By Dan Nied
I don’t have an Ernie Harwell story.
Don’t get me wrong, there were those summer nights I fell asleep with the radio on, hoping to hear Ernie melodically describe a Kirk Gibson homer to tie it up in the 8th. And there were the countless times before my 10th birthday that I wondered aloud how Ernie knew that the guy who caught that foul ball was from Wixom or Rochester Hills or Dearborn. And when my stepfather suggested that Ernie was simply making up the town, I sided with Ernie.
My memories of Ernie are the same as every kid who grew up in Detroit. But I can’t speak first-hand on his personality or his relations with fans.
So no, I will not write a eulogy on Ernie Harwell. I have nothing new to say.
But I will share one of my regrets in life. As a 16-year old I somehow scored a two-day gig spotting for the Seattle Mariners broadcasters when they were in town for a series against the Tigers. The work was easy, just reminding them who was on base, what the count was, who was throwing in the bullpen, etc. In the Tiger Stadium media room before the game, I plopped down $5 for dinner, and took a seat with my back to the room.
I was out of my element there. In my future were countless press boxes and media rooms. But this time, I was a virgin, afraid to make eye contact with anyone, lest I be tossed out of this secret club for some odd reason.
I was eating my meal when, suddenly, the sound boomed over me from about 15-feet behind. It was the sound of Ernie Harwell’s voice. And in a crowded, loud room, Ernie’s molasses inflection was all I heard.
My ears perked up and I sat upright in my seat. For a second I forgot where I was and wondered what Ernie Harwell was doing anywhere near me. It wasn’t that I didn’t feel worthy to be in the same place as Ernie. It was that I was shocked that this man who did so much to shape my youth was actually an existing, touchable figure that sat just a few feet away.

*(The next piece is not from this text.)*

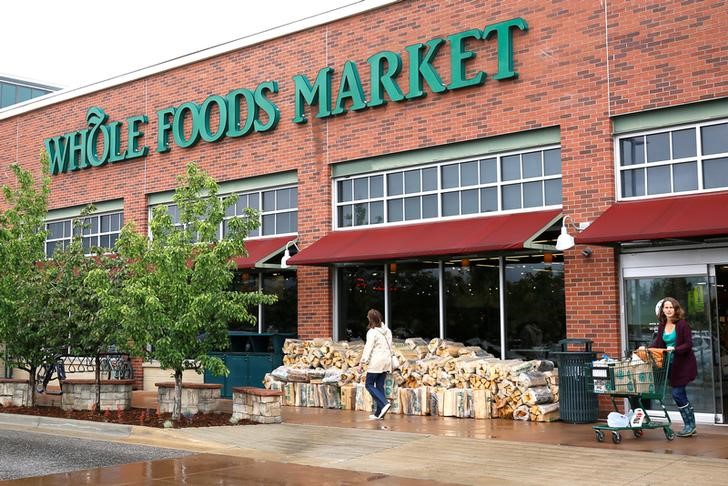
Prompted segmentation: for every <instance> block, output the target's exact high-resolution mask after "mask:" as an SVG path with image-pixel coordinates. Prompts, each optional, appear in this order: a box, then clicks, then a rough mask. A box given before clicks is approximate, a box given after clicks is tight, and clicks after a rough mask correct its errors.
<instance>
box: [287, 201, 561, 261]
mask: <svg viewBox="0 0 728 486" xmlns="http://www.w3.org/2000/svg"><path fill="white" fill-rule="evenodd" d="M560 217H561V211H560V210H558V209H556V210H550V211H538V212H528V213H518V214H508V215H499V216H486V217H479V218H468V219H457V220H452V221H438V222H433V223H418V224H407V225H398V226H386V227H378V228H367V229H358V230H349V231H332V232H331V233H329V234H328V235H326V236H324V237H323V238H321V239H320V240H318V241H317V242H315V243H313V244H312V245H310V246H308V247H306V248H304V249H302V250H301V251H300V252H299V253H298V254H296V255H295V256H293V257H291V259H290V260H289V261H288V263H289V264H290V265H327V264H332V263H347V262H365V261H377V260H379V261H381V260H397V259H404V258H413V257H423V256H444V255H468V254H473V253H482V252H487V251H498V250H516V249H522V248H524V246H523V245H524V243H525V242H526V241H528V240H530V239H532V238H533V237H534V236H536V235H539V234H540V233H541V232H543V230H545V229H546V228H548V227H549V226H551V225H552V224H553V223H554V222H555V221H556V220H558V219H559V218H560Z"/></svg>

I glanced over my shoulder to make sure someone hadn’t left a radio on. And sure enough, there he was holding court.
I thought hard about saying hello. Yearned for a chance to meet this man whose words constructed my impression of my heroes.
But as a nervous 16-year old already certain he was trespassing, I decided to play it covert and just drink in every bit of his conversation as a third party.
I wish now I had gone over to Ernie, if only to be the 1,000,000th fan to tell him how much he contributed to my love of baseball. I wish now that I had looked into his eyes. I value expressions of pure joy and I can’t imagine anyone experienced more joy in life than Ernie Harwell.
But I still feel privileged just to have heard his voice without the filter of radio waves. Ernie may have been discussing the pork loin they served that night or his daily exercise routine, I don’t really remember. But just a chance to hear that voice in real time, without interference, was enough to make the moment special.
Maybe, as I listened to Ernie talk, I was taken back a few short years to those nights that I wanted so badly to hear him exclaim a Tigers comeback. And maybe I fantasized about one day being the gentleman from Grosse Pointe who caught that foul ball.
Funny thing, when I went back to the media room the next night, Ernie wasn’t there. But I did sit at a table with Al Kaline, the Hall-of-Famer who played for the Tigers for 22 years and who happened to be the team’s television announcer from my youth. I listened to Kaline speak intelligently about baseball and give his scouting report on then-Tigers rookie Jeff Weaver (“He’s been our stopper lately,” Kaline said.).
And while that brush with Kaline certainly is memorable, it pales in comparison to simply hearing Ernie talk from a distance. Why? I never saw Kaline play. I never saw him when he was the best at something. And even though I watched Kaline on television more than I listened to Ernie on the radio, I always heard Ernie at his best.
Now, a day after Ernie’s death at age 92, I think back to the favorite Tigers of my youth. I understand that Alan Trammell could not be Alan Trammell, and Kirk Gibson could not be Kirk Gibson -- at least not in the superhuman ways I saw them -- without Ernie.